Plasmidsaurus fasta standardizer

I really like plasmidsaurus, and it’s an integral part of our molecular cloning pipeline. That said, I’ve found analyzing the resulting consensus fasta file to be somewhat cumbersome, since where they inevitable start their sequence string in the fasta file is rather arbitrary (which, I don’t blame them for at all, since these are circular plasmids with no particular starting nucleotide, and every plasmid they’re getting is unique), and obviously doesn’t match where my sequence starts on my plasmid map in Benchling.

For the longest time (the past year?) I dealt with each file / analysis individually, where I would either 1) reindex my plasmid map on Benchling to match up with how the Plasmidsaurus fasta file is aligning, or 2) Manually copy-pasting sequence in the Plasmidsaurus fasta file, after seeing hwo things match up after aligning.

Anyway, I got tired of doing this, so I wrote a Python script that standardizes things. This will still require some up-front work in 1) Running the script on each plasmidsaurus file, and 2) Making sure all of our plasmid maps in Benchling start at the “right” location, but I still think it will be easier than what I’ve been doing.

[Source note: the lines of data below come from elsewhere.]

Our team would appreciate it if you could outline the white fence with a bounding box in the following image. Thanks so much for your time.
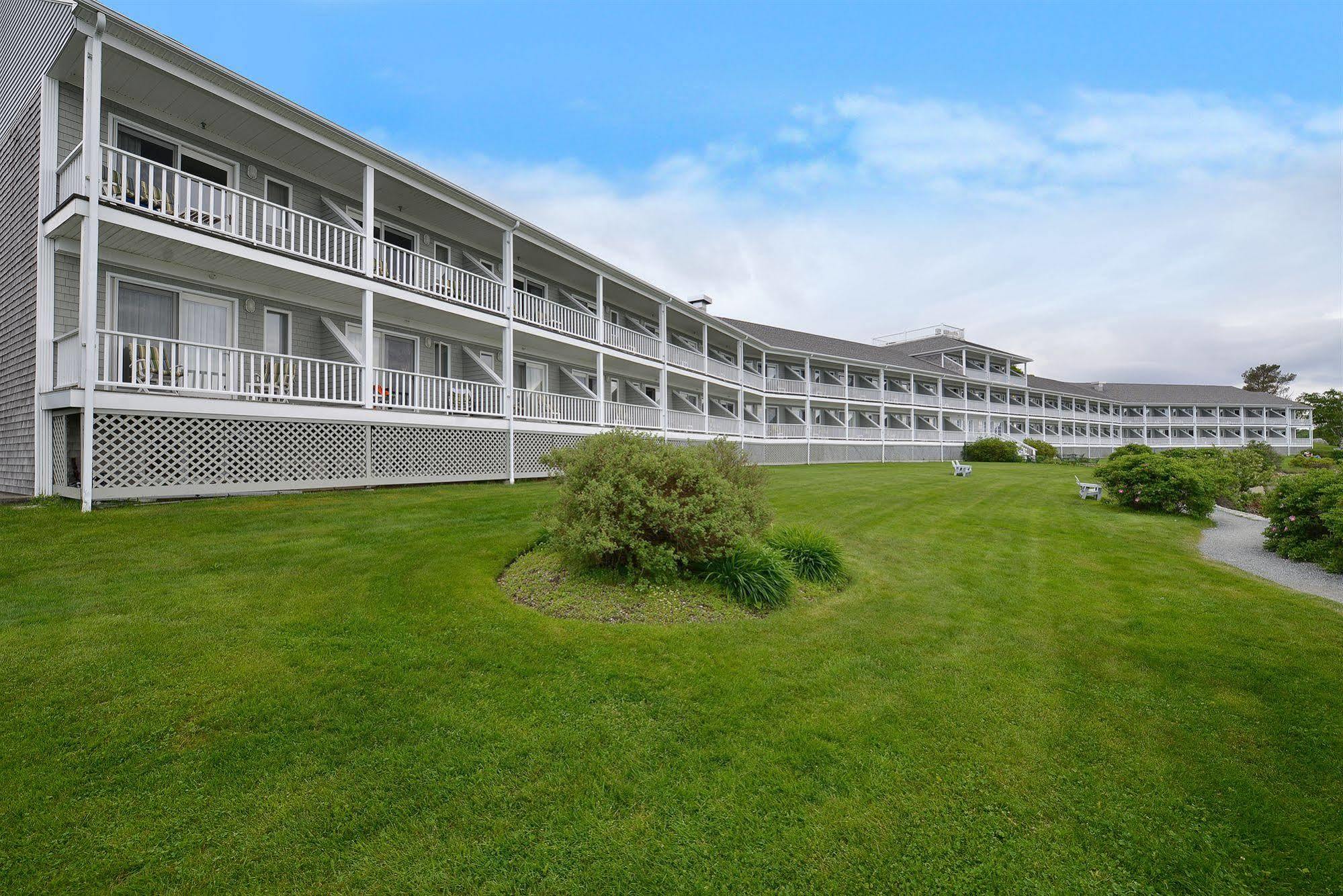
[513,390,598,423]
[374,367,504,416]
[102,144,364,271]
[374,239,504,313]
[605,321,662,360]
[513,289,602,343]
[98,330,363,404]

1) Reordering the plasmid map.

I wrote the script so that it reordering the Plasmidsaurus fasta file based on the junction between the stop codon of the AmpR gene, and the sequence directly after it. Thus, you’ll have to reindex your Benchling plasmid map so it exhibits that same break at that junction point. Thus, if your plasmid has AmpR in the forward direction, it should look like so on the 5′ end of your sequence:

And like this on the 3′ end of your sequence:

While if AmpR is in the reverse direction, it should look like this on the 5′ end of your sequence:

And like this on the 3′ end of your map:

Easy ‘nuf.

2) Running the Python script on Plasmidsauru fasta file.

The python script can be found at this GitHub link:

If you’re in my lab (and have access to the lab Google Drive), you don’t have to go to the GitHub repo. Instead, it will already be in the “[…additional_text_here…]/_MatreyekLab/Data/Plasmidsaurus” directory.

Open up Terminal, and go to that directory. Then type in “python3”. Before hitting return to run, you’ll have to tell it which file to perform this on. Because of the highly nested structure of how the actual data is stored, it will probably be easier just to navigate to the relevant folder in Finder, and then drag the intended file into the Terminal window. The absolute path of where the file sits in your directory will be copied, so the command will now look something like “python3 /[…additional_text_here…]/_MatreyekLab/Data/Plasmidsaurus/PSRS033/Matreyek_f6f_results/Matreyek_f6f_5_G1131C.fasta”

It will make a new fasta file suffixed with “_reordered” (such as “Matreyek_f6f_1_G1118A_reordered.fasta”), which you can now easily use for alignment in Benchling.

Note: Currently, the script only works for ampicillin resistant plasmids, since that’s somewhere between 95 to 99% of all of the plasmids that we use in the lab. That said, plasmidsaurus sequencing of the rare KanR plasmid won’t work with this method. Perhaps one day I’ll update the script for also working with KanR plasmids (ie. the first time I need to run plasmidsaurus data analysis on a KanR plasmid, haha).